The answer to these vexed questionings came with the swift clarity of a lightning flash. Another rift in the dust-clouds revealed the upper part of the Cross, and the moonbeams shone on a gilded scroll. Dalroy knew his Bible. “And a superscription also was written over Him in letters of Greek, and Latin, and Hebrew: ‘This is the King of the Jews.’ And one of the malefactors which were hanged railed on Him, saying, ‘If Thou be Christ, save Thyself and us.’”
From that instant one God-fearing Briton, at least, never again allowed the shadow of a doubt to darken his faith in the divine if inscrutable purpose. He had passed already through dark and deadly hours, while others were then near at hand; but he was steadfast in doing what he conceived his duty without seeking to interpret the ways of Providence. “If Thou be Christ?” It was the last taunt of the unbeliever, though the veil of the temple would be rent in twain, and the earth would quake, and the graves be opened, and the bodies of the saints arise and be seen by many!
A harsh command silenced the singing. An officer had reined in his horse, and was demanding the nature of the errand which brought a squad of men from Visé.
“Sergeant Karl Schwartz, Herr Hauptmann,” reported the leader of the party. “An Englishman, assisted by a miller named Joos and his man, Maertz, has killed three of our officers. He also wounded Herr Leutnant von Huntzel, of the 7th Westphalian regiment, who has recovered sufficiently to say what happened. The general-major has ordered a strict search. I, being acquainted with the district, am bringing these men to a wood where the rascals may be hiding.”
“Killed three, you say? The fiend take all such schwein-hunds and their helpers! Good luck to you.—Vorwärts!”
The column moved on. Schwartz, the treacherous barber of Visé, led his men into the lane. There were eleven, all told—hopeless odds—because this gang of hunters was ready for a fight and itching to capture a verdammt Engländer. And Joos’s “safe retreat” had been guessed by the spy who knew what every inhabitant of Visé did, who had watched and noted even such a harmless occupation as Léontine’s bilberry-picking, who was acquainted with each footpath for miles around, from whose crafty eyes not a cow-byre on any remote farm in the whole countryside was concealed.
This misfortune marked the end, Dalroy thought. But there was a chance of escape, if only for the few remaining hours of the night, and he took it with the same high courage he displayed in going back to the rescue of Irene Beresford in the railway station at Aix. He had a rifle with five rounds in the magazine and one in the chamber.
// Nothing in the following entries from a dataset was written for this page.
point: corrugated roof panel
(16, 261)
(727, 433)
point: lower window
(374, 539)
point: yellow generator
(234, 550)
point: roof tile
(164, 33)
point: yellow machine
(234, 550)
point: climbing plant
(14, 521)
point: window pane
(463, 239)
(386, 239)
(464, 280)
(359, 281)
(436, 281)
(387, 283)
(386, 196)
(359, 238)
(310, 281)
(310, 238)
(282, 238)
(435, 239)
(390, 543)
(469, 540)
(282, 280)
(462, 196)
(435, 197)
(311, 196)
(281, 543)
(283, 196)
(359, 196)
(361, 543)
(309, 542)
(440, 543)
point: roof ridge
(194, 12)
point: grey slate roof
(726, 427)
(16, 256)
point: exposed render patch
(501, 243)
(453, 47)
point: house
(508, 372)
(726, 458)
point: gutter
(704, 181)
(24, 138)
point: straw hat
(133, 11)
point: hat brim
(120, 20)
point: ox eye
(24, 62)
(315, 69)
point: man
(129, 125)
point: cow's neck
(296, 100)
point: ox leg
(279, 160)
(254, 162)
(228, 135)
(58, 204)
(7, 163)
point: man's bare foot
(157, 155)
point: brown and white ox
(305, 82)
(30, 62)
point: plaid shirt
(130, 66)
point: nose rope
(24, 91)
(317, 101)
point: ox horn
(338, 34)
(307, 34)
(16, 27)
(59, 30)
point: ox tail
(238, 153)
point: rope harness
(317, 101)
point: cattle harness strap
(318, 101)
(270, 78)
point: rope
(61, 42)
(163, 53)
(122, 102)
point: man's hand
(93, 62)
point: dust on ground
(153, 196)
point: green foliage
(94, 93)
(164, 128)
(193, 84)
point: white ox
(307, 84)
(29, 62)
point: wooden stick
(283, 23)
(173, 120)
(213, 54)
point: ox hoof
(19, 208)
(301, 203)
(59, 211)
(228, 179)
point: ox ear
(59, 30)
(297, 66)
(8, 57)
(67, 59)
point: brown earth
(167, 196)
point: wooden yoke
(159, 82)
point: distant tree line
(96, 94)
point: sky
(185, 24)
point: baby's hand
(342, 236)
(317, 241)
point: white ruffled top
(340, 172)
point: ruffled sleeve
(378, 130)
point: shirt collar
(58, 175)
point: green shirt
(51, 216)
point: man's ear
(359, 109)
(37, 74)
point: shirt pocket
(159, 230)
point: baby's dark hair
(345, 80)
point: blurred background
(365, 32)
At the worst, he might be able to add another couple of casualties to the formidable total already piled up during the German advance on Liège.
The sabots offered a serious handicap to rapid and silent movement, but he dared not dispense with them, and made shift to follow Schwartz and the others as quietly as might be. He was helped, of course, by the din of the guns and the rustling of the leaves; but there was an open space in the narrow road before it merged in the wood which he could not cross until the Germans were among the trees, and precisely in that locality Schwartz halted his men to explain his project. Try as he might, Dalroy, crouched behind a pollard oak, could not overhear the spy’s words. But he smiled when the party went on in Indian file, Schwartz leading, because the enemy was acting just as he hoped the enemy would act.